L'Atalante; Drama, France, 1934; D: Jean Vigo, S: Dita Parlo, Michel Simon, Jean Dasté, Gilles Margaritis, Louis Lefebvre

Juliette marries Jean, captain of river boat L'Atalante, in order to escape from her boring village. Boarding the boat, she meets Jean's workers, the old sailor Jules and a young boy. The life on the boat becomes quickly boring to her, though, and not even Jules' jokes can change that. Upon arriving at a dock in Paris, Jean and Juliette go out to dance, but a salesman tells her to go visit the city. One night, she leaves the boat to explore Paris and the angry Jean feels betrayed. After a few weeks of miserable state of loneliness, Jules finds Juliette and brings her back. The couple embraces each other.

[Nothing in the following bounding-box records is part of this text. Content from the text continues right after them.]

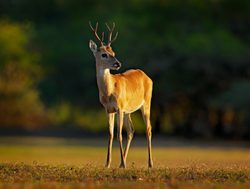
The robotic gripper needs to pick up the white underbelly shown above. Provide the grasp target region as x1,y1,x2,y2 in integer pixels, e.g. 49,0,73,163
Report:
124,101,144,114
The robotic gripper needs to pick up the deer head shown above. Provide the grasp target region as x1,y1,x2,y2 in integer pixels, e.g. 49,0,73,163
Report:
89,22,121,70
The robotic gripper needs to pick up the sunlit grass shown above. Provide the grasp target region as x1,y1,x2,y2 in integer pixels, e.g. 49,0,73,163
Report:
0,138,250,189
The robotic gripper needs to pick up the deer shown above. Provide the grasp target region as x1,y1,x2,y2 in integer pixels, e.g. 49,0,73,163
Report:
89,22,153,168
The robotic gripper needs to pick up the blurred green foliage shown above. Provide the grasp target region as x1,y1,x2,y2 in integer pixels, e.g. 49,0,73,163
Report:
0,21,47,128
0,0,250,137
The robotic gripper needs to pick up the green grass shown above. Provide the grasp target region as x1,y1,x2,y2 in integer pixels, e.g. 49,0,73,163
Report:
0,138,250,189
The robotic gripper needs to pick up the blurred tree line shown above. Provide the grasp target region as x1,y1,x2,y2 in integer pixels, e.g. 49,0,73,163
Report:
0,0,250,138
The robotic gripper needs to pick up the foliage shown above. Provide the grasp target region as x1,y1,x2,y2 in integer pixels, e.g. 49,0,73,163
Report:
0,21,46,128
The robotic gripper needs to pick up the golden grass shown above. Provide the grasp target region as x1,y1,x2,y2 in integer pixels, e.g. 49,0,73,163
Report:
0,138,250,189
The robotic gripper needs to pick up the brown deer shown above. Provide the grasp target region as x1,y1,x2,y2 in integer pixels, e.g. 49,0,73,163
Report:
89,23,153,168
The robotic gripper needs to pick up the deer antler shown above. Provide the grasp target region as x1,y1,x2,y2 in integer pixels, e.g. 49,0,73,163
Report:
106,22,118,47
89,21,104,46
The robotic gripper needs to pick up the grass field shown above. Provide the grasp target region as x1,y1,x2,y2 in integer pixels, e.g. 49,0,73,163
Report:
0,137,250,189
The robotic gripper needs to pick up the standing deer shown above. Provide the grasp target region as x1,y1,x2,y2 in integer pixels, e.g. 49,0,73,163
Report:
89,23,153,168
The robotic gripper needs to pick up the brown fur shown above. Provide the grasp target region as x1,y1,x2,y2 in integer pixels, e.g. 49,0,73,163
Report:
90,39,153,168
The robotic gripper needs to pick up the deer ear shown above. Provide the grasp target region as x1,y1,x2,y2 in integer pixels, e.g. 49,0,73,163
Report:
89,40,97,53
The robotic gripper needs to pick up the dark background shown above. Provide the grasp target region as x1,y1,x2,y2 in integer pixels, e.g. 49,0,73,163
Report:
0,0,250,139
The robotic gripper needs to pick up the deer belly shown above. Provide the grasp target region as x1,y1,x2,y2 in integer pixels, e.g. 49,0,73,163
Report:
101,96,118,113
124,101,144,113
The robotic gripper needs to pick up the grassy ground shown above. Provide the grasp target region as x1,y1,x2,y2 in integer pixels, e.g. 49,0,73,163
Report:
0,138,250,189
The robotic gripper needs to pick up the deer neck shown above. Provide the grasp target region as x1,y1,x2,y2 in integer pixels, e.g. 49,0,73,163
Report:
96,68,113,96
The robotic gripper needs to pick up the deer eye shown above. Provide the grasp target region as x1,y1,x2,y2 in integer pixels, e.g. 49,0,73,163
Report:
102,54,108,58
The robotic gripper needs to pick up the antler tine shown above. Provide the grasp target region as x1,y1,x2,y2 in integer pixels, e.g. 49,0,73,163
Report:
89,21,104,46
106,22,118,46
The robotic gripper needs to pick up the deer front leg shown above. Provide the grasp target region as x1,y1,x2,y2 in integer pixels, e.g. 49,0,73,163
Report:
124,114,134,163
106,113,115,168
117,111,126,168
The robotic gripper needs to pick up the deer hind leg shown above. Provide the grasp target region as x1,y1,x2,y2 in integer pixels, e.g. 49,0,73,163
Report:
117,111,126,168
106,113,115,168
124,114,134,163
141,103,153,168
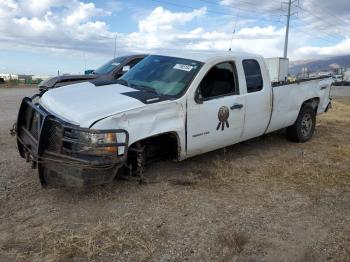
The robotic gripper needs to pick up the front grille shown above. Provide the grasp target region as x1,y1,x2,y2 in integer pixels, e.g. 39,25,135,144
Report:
46,119,63,152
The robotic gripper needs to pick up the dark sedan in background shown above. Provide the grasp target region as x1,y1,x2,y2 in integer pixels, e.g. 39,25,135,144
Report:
39,54,147,92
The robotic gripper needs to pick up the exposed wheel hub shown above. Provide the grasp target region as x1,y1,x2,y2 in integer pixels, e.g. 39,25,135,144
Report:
301,113,312,137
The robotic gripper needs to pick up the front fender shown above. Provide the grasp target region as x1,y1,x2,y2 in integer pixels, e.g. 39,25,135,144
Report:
91,101,186,160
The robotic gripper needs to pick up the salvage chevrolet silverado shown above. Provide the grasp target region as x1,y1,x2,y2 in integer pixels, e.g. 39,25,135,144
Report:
17,52,332,186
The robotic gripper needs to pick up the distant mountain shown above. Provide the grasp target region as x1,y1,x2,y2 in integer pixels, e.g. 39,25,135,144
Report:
289,55,350,75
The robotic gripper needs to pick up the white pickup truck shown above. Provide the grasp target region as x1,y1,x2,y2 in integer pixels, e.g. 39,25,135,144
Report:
16,52,332,186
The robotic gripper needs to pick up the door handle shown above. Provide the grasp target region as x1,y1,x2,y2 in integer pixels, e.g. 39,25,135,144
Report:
231,103,243,110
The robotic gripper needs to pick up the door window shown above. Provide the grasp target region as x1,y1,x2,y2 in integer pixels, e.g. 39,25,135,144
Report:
199,62,239,100
242,59,263,93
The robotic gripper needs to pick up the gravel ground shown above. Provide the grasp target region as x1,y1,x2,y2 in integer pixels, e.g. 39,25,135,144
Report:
0,88,350,261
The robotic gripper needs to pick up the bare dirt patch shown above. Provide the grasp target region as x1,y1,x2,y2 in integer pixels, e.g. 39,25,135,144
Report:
0,89,350,261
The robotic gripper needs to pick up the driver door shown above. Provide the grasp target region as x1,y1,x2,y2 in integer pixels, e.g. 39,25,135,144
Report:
187,61,245,156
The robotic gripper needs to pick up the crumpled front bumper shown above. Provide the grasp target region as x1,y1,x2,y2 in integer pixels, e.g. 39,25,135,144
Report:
16,97,129,187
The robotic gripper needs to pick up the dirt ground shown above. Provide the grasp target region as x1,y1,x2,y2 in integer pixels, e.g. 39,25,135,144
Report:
0,86,350,261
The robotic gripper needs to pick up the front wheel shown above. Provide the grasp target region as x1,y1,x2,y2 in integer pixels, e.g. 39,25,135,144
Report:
287,105,316,143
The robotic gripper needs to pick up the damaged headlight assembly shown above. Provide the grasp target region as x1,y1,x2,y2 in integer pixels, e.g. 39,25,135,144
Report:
69,130,118,156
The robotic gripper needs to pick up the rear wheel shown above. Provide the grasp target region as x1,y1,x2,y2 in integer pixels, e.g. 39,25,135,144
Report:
287,105,316,143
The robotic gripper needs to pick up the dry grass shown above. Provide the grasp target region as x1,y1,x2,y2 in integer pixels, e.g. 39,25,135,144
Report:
2,221,153,261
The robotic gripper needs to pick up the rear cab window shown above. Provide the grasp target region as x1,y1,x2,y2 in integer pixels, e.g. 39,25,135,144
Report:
242,59,263,93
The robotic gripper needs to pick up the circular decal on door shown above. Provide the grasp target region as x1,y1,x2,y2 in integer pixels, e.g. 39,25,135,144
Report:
216,106,230,131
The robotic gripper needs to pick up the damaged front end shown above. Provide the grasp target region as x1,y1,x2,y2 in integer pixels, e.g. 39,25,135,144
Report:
16,97,129,187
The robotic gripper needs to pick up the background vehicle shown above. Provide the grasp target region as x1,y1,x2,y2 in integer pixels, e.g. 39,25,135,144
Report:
39,54,146,91
17,52,332,186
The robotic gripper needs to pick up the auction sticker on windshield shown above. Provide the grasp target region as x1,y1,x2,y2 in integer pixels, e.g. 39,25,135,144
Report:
173,64,193,72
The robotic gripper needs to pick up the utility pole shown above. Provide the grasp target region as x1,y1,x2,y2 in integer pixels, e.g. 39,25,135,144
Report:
283,0,292,58
113,33,117,58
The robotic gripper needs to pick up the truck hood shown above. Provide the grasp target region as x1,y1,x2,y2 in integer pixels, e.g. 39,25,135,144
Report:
40,82,144,127
39,75,98,89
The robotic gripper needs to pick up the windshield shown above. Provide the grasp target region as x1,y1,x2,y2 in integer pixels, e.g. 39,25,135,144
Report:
94,56,127,75
120,55,203,97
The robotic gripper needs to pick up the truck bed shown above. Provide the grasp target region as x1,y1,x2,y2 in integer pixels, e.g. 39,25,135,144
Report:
266,77,332,133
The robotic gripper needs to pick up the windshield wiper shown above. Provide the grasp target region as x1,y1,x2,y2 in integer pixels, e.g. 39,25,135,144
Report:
131,84,165,97
116,78,130,86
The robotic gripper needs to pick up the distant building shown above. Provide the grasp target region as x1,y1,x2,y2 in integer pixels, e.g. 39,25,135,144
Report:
0,74,18,81
32,75,51,80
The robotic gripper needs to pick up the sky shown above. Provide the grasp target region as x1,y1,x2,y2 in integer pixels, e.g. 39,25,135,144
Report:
0,0,350,75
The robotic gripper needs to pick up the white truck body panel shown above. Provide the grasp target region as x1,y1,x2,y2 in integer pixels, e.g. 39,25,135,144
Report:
40,82,145,127
265,57,289,83
40,51,332,160
267,78,332,133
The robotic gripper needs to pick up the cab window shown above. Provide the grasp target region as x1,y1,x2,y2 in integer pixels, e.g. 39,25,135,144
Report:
242,59,263,93
199,62,239,100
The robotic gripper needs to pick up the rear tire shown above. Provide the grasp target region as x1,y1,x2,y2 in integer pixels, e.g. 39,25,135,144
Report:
287,105,316,143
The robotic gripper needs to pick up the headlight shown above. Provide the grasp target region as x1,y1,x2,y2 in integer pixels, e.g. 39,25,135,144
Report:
72,131,118,156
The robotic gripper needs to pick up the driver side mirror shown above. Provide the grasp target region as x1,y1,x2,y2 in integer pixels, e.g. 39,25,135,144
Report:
116,65,130,78
194,88,203,104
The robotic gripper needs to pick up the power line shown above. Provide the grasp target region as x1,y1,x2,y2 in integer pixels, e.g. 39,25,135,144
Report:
151,0,339,48
283,0,292,58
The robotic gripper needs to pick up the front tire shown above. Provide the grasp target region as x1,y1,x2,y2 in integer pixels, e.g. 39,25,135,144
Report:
287,105,316,143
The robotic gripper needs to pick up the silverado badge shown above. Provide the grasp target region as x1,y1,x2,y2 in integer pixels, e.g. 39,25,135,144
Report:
216,106,230,131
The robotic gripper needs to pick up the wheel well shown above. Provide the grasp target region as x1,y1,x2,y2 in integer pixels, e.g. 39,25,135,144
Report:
301,97,320,113
128,132,181,168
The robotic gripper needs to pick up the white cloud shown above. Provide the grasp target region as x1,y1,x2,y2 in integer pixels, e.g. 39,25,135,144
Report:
296,38,350,57
66,2,111,26
0,0,350,65
139,6,207,33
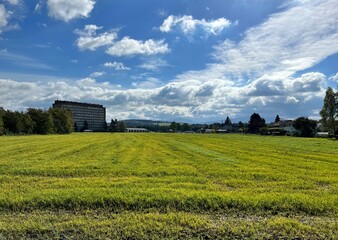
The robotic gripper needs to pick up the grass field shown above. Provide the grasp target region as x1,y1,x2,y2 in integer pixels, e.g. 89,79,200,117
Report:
0,133,338,239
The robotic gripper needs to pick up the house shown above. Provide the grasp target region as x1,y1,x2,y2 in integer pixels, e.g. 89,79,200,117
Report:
125,128,148,132
275,120,297,134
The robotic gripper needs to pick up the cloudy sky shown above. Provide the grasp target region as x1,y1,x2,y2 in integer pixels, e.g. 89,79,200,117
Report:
0,0,338,123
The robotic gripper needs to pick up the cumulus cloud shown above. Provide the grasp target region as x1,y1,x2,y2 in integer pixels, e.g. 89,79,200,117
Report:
0,4,9,29
75,25,117,51
160,15,231,35
90,72,106,78
138,58,170,71
104,62,130,70
0,0,338,122
106,37,170,57
0,72,325,121
7,0,20,5
47,0,95,22
132,77,163,89
213,0,338,78
330,72,338,82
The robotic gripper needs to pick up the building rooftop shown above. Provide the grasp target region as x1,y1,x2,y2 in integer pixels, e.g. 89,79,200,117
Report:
54,100,103,108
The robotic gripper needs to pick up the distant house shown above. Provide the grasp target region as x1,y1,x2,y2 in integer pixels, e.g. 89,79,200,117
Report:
216,128,230,133
275,120,297,134
125,128,148,132
53,100,106,132
204,128,215,133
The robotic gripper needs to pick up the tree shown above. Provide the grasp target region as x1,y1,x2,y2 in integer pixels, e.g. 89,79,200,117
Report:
82,120,88,131
181,123,191,132
117,121,126,132
109,119,117,132
320,87,338,137
224,116,231,127
0,116,5,136
19,113,34,134
293,117,317,137
275,114,280,123
170,122,177,132
248,113,266,133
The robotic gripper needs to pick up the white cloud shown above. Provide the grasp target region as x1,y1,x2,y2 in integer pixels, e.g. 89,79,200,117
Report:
0,0,338,122
106,37,170,57
75,25,117,51
214,0,338,78
160,15,231,35
0,4,10,29
132,77,163,89
330,72,338,82
7,0,20,5
0,49,54,70
139,58,170,71
104,62,130,70
90,72,106,78
47,0,95,22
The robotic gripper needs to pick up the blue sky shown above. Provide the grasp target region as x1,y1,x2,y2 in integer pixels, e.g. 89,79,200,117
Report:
0,0,338,123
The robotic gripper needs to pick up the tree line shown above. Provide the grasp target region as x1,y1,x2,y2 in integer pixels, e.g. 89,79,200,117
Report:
0,108,74,135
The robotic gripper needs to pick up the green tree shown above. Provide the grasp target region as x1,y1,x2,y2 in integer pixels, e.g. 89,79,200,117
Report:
20,113,34,134
224,116,232,127
48,108,74,134
320,87,338,137
248,113,266,133
82,120,88,131
181,123,191,132
293,117,317,137
117,121,126,132
170,122,177,132
0,116,5,136
275,114,280,123
109,119,117,132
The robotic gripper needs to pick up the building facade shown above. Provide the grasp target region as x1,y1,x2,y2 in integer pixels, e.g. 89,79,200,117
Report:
53,100,106,132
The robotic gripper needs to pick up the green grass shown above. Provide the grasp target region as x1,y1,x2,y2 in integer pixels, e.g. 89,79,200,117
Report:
0,133,338,239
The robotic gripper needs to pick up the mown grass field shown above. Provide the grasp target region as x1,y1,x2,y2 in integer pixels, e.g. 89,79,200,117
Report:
0,133,338,239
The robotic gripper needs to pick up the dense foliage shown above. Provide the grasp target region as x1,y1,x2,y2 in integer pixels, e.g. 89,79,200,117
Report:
0,108,74,135
293,117,317,137
320,87,338,136
248,113,266,133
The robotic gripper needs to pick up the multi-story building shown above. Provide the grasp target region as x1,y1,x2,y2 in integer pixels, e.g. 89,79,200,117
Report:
53,100,106,132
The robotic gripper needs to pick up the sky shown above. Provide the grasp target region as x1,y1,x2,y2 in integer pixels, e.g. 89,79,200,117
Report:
0,0,338,123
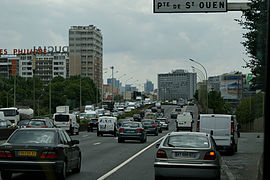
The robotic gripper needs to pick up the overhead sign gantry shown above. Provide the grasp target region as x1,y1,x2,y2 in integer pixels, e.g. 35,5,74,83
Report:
153,0,250,13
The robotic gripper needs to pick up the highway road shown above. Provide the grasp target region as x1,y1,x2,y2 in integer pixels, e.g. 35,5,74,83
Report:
0,106,259,180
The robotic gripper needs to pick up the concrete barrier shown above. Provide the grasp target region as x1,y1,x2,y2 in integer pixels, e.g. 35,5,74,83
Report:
0,128,17,140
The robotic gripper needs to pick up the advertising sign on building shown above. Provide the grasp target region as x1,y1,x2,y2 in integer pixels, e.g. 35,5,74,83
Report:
220,75,243,99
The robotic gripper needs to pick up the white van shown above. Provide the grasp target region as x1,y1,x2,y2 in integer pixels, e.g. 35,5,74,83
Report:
197,114,238,154
97,116,117,136
175,112,193,131
0,107,20,125
53,113,80,135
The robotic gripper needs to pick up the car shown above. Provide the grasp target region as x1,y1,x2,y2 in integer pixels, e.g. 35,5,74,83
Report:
141,119,158,136
171,111,178,119
133,114,142,121
0,128,81,180
154,132,221,180
157,118,169,130
26,118,55,128
0,120,12,128
17,119,30,128
97,116,117,136
118,121,147,143
155,119,162,133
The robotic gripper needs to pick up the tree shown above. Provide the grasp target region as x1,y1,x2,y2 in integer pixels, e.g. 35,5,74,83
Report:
236,0,267,91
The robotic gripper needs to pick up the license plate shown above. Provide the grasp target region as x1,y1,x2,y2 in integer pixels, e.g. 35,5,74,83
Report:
173,152,198,159
17,151,37,157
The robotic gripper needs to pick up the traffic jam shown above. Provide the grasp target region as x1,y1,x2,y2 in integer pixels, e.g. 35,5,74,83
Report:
0,102,240,180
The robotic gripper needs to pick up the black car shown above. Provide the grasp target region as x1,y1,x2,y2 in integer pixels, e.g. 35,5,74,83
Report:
87,118,98,132
118,121,147,143
0,128,81,180
26,118,55,128
171,111,178,119
142,119,159,136
133,114,142,122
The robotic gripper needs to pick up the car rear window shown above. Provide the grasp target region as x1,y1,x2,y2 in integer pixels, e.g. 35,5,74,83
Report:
8,130,56,144
54,115,69,122
164,135,209,148
122,123,140,128
142,121,155,125
28,120,46,126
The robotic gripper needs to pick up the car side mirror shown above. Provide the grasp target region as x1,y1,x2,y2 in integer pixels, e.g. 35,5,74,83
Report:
71,140,80,144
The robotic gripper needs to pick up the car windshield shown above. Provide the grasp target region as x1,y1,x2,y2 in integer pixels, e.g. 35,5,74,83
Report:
85,114,97,118
17,120,30,126
122,123,140,128
0,121,7,127
0,109,16,117
7,130,56,144
142,121,155,125
28,120,46,126
55,114,69,122
164,135,210,148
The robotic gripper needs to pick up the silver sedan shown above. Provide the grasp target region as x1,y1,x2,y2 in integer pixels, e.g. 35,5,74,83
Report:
154,132,221,180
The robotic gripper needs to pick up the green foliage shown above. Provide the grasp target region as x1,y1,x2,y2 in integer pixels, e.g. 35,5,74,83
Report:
236,0,267,90
236,93,264,124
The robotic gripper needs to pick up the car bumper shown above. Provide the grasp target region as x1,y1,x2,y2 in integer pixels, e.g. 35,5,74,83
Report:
0,160,64,173
118,133,143,140
154,162,220,178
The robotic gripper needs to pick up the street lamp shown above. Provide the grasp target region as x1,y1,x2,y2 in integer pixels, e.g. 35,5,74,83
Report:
124,77,133,101
189,59,208,113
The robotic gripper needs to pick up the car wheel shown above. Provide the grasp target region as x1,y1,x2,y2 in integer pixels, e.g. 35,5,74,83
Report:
57,162,67,180
1,171,12,180
73,156,81,173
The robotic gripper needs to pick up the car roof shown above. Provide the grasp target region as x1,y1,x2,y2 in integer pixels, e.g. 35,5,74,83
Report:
168,132,209,136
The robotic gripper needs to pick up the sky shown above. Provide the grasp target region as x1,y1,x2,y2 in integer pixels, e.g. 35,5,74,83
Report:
0,0,250,89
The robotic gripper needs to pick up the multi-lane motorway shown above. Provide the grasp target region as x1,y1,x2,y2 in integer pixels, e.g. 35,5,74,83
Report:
1,106,262,180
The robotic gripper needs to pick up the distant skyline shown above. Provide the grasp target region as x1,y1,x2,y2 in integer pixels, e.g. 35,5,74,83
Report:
0,0,250,89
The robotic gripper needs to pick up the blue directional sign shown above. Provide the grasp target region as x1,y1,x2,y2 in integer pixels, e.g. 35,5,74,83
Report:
154,0,227,13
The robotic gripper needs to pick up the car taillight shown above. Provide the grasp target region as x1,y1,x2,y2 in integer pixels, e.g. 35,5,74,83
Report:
0,151,12,157
231,122,234,134
40,151,57,159
203,151,216,160
156,149,167,158
196,121,200,132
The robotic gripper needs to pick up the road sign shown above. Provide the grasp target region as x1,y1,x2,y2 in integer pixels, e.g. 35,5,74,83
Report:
154,0,227,13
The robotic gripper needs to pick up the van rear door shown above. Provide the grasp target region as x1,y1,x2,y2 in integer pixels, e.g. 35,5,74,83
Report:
213,115,231,146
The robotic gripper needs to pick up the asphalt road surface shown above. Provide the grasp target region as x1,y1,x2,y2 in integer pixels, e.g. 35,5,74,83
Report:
0,106,264,180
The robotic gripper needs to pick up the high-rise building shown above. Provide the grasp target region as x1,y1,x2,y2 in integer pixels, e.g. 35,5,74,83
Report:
144,80,154,93
158,69,197,100
69,25,103,92
19,52,69,84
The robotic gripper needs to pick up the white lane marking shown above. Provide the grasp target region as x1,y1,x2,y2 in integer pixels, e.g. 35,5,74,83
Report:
97,135,166,180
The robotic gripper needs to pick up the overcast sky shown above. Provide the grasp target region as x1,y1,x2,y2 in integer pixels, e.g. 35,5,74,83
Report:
0,0,249,88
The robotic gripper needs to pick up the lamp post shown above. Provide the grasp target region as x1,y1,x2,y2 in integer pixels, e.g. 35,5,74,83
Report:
111,66,114,103
189,59,208,113
124,77,133,101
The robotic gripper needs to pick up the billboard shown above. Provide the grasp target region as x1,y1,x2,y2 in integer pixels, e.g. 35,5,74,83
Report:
220,75,243,99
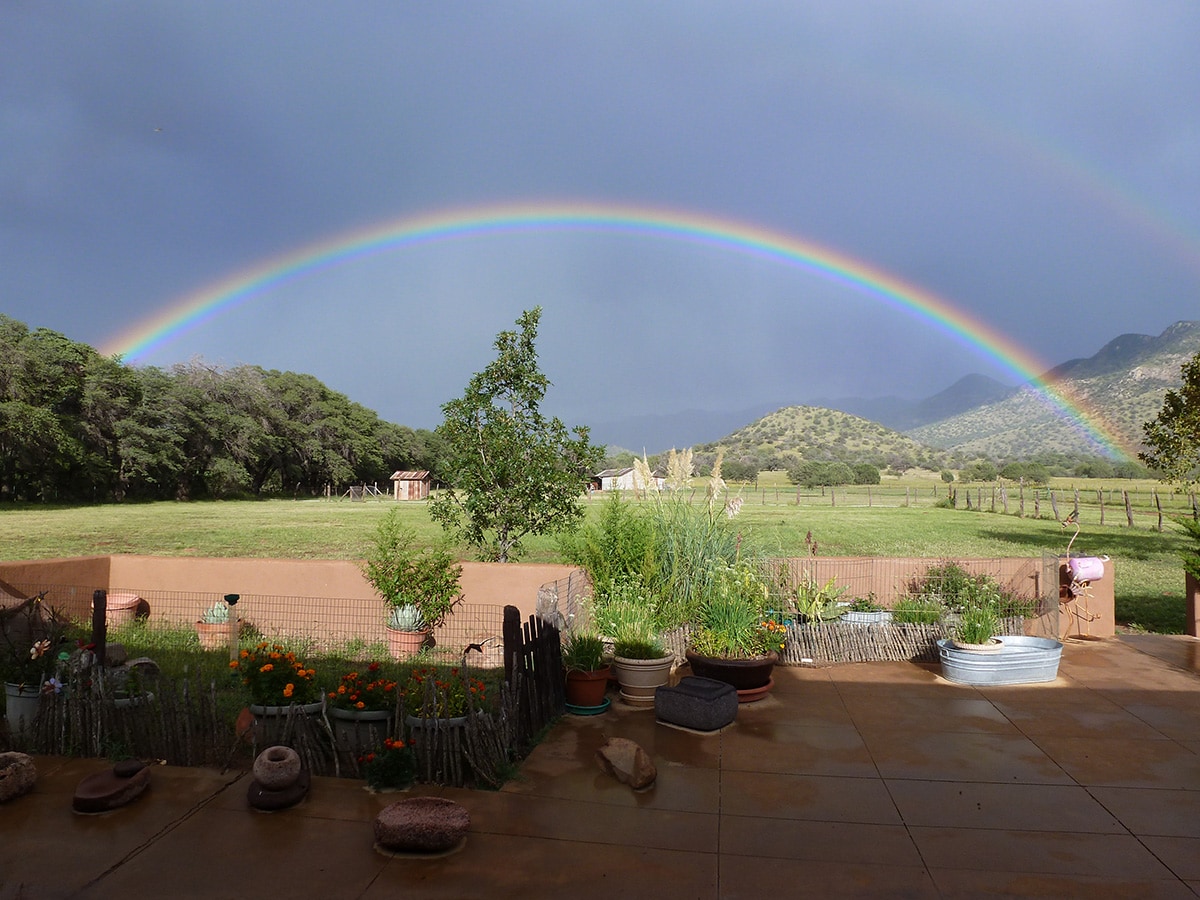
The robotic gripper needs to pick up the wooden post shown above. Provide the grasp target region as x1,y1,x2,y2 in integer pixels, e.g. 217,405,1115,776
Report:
91,588,108,668
226,594,241,662
500,606,521,684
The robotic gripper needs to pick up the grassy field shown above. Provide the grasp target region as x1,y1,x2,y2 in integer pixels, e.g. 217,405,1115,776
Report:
0,476,1187,632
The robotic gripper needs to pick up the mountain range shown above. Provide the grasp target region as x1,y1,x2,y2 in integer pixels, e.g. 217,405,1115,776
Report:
593,322,1200,460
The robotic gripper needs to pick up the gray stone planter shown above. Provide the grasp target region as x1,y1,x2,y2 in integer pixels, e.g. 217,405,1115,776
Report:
937,635,1062,684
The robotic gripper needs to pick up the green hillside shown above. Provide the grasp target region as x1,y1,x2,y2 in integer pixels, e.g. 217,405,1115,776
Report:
906,322,1200,458
694,407,949,469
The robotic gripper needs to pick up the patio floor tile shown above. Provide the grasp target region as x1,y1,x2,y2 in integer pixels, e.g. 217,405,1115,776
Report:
863,722,1070,785
715,854,938,900
444,787,719,853
930,868,1195,900
721,772,900,824
1087,787,1200,838
910,827,1176,881
721,815,922,868
1033,734,1200,791
1141,835,1200,881
887,779,1124,834
721,725,877,778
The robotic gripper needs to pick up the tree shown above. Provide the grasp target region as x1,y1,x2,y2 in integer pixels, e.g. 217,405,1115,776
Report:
1138,353,1200,484
430,306,604,563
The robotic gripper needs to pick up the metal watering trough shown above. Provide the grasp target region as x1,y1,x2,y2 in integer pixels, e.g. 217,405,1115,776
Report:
937,635,1062,684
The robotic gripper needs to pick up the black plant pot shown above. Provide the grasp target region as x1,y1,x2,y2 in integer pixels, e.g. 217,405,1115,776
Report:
686,650,779,691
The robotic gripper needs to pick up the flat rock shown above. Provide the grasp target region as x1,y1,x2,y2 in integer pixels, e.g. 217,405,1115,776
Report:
246,769,312,812
0,752,37,803
254,745,300,791
72,763,150,812
596,738,659,791
374,797,470,853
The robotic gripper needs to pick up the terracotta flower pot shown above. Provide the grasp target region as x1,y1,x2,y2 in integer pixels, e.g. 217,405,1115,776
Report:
388,628,430,659
566,666,612,707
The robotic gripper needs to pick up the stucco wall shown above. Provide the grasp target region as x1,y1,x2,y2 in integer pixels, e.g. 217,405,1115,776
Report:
0,556,575,647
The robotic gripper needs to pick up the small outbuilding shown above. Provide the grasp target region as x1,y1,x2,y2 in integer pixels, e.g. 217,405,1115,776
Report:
592,466,666,491
391,469,432,500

The final film of director Jean Vigo, which he shot in his final days before his too early death caused by a long struggle with tuberculosis, "L'Atalante" is a flawed classic, an unusual film that follows it's own style and says a few big unobtrusive messages about life. Because of Vigo's death, it wasn't hard to predict it would become one of the most legendary films of it's time, with most critics praising it's raw poetry and beauty in the ugly world, yet for an 86 minute film it feels somehow too overstretched and filled with empty walks. The love story between the young couple is beautiful, and thus it's a pity Vigo wastes so little time on them and so much time on the heavily annoying supporting character of the old sailor Jules, played by Michel Simon, one of the biggest slobs ever to decide to become an actor, who can get on the viewer's nerves by constantly saying: "Ha?", acting like a primitive swine and shooting with silly jokes all around him, like when Jean spots a photo of a naked woman and asks him about it, and he tells him it's a photo of him as a "little kid". Also, the moment where the couple separates ignites sparks and suspense, yet it happens just about 30 minutes before the end, and the whole part before that is rather vague. Sadly, the film isn't as great as many say it is, but if it has one absolutely magical moment, then it's the sequence where Jean and Juliette are separated by miles, but both lie in bed and touch their body the exact same way, to symbolize how they yearn for each other in the separation.